The updated Commerce Act, which passed its third reading in March, gets rid of key exceptions for IP outlined in Section 45 of the older Act. Along with a strengthening of Section 36 (which blocks dominant companies from anti-competitive behaviour), the updated Act gives wider powers to the Commerce Commission to sniff out monopolistic actions.
Essentially, the changes introduce an effects-based test for anti-competitive behaviour. So, whether a company with powerful IP rights or licenses intends to limit competition in a market or not, the law no longer cares. It now only judges the effect of those rights on the market. Even if there’s a small chance the rights might be anti-competitive in the future, that’s a no-no according to the Commerce Commission.
This anti-competitive behaviour update to the Act was good to clear up for the client. But what really worried them was the changes to Section 45 of the Act, relating to the safe harbour of IP.
From 2019, New Zealand stood alone in the developed world with its exemption for IP rights from prohibitions on cartels and other anti-competitive agreements. This meant that owners or licensors of impregnable IP rights could effectively capture a market and there wasn’t much a competitor could do about it.
Obviously, the only companies that need to worry about the repeal of Section 45 are those with substantial market power due to their special access. After April 2023, should they choose to enforce those IP rights in the market, they might suddenly find a giant legal wall blocking their way if the Commission thinks enforcement of those rights will substantially lessen competition.
Now the client’s hands were in the air. What was the point of getting IP protection for their products in the first place? After all, if a company can’t enforce those rights in the market, why invest in innovation at all?
Our answer is simple: the US, Canada and the EU have had IP laws like this for the better part of a decade and there seems to be plenty of innovation and creativity coming from those jurisdictions.
Back in 2019, Australia also moved to repeal section 51(3) of its Competition and Consumer Act 2010 (CCA), which provided similar exceptions for licences or IP rights from anti-competitive prohibitions.
The Australian Competition and Consumer Commission’s (ACCC) Harper Review panel, set up in 2014 to assess competition policy in that country, recommended repealing the exemptions in section 51(3), citing similar logic to the New Zealand Commerce Commission’s decision:
“In those jurisdictions, IP assignments and licences and their conditions are assessed under competition laws in the same manner as all other commercial transactions. The courts in those jurisdictions distinguish between competitively benign and harmful IP transactions, taking account of all relevant circumstances of the transaction and the conditions imposed. There is no evidence that this has diminished the value of IP rights in those countries.”
So far, the ACCC’s forecast has been accurate, and the sky did not fall for businesses. Even with these greater restrictions on enforcing IP rights, Australian companies continue to churn out amazing innovations.
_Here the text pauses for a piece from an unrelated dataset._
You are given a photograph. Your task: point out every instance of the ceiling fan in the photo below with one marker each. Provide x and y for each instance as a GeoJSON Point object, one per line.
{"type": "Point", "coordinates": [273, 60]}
The reality is New Zealand’s old approach to IP law was outdated when compared with most of the rest of the developed world. So, the updated Commerce Act is simply bringing New Zealand into line with the global standards that were already far more pro-competitive than this country.
We should point out here that it can’t be known for sure if the coming changes to the Act will hurt companies in an unforeseen way or compel innovators who have great ideas to selfishly hold onto them fearing they will lose market share without the ability to leverage their IP rights. It is certainly possible these dynamics could occur, at least in some circumstances.
Yet if a company has a patent, then it is clearly in its best interests to leverage this monopoly by doing something with that patent. No one makes money by unreasonably burying a patented invention if there is a legitimate demand for those products or services in the marketplace.
Our advice to the worried client was to reassess their IP rights and licensing arrangements for any sign that the Commerce Commission might find them prickly. But aside from that, their operations should become much smoother now that New Zealand’s IP law settings are more closely aligned with global standards.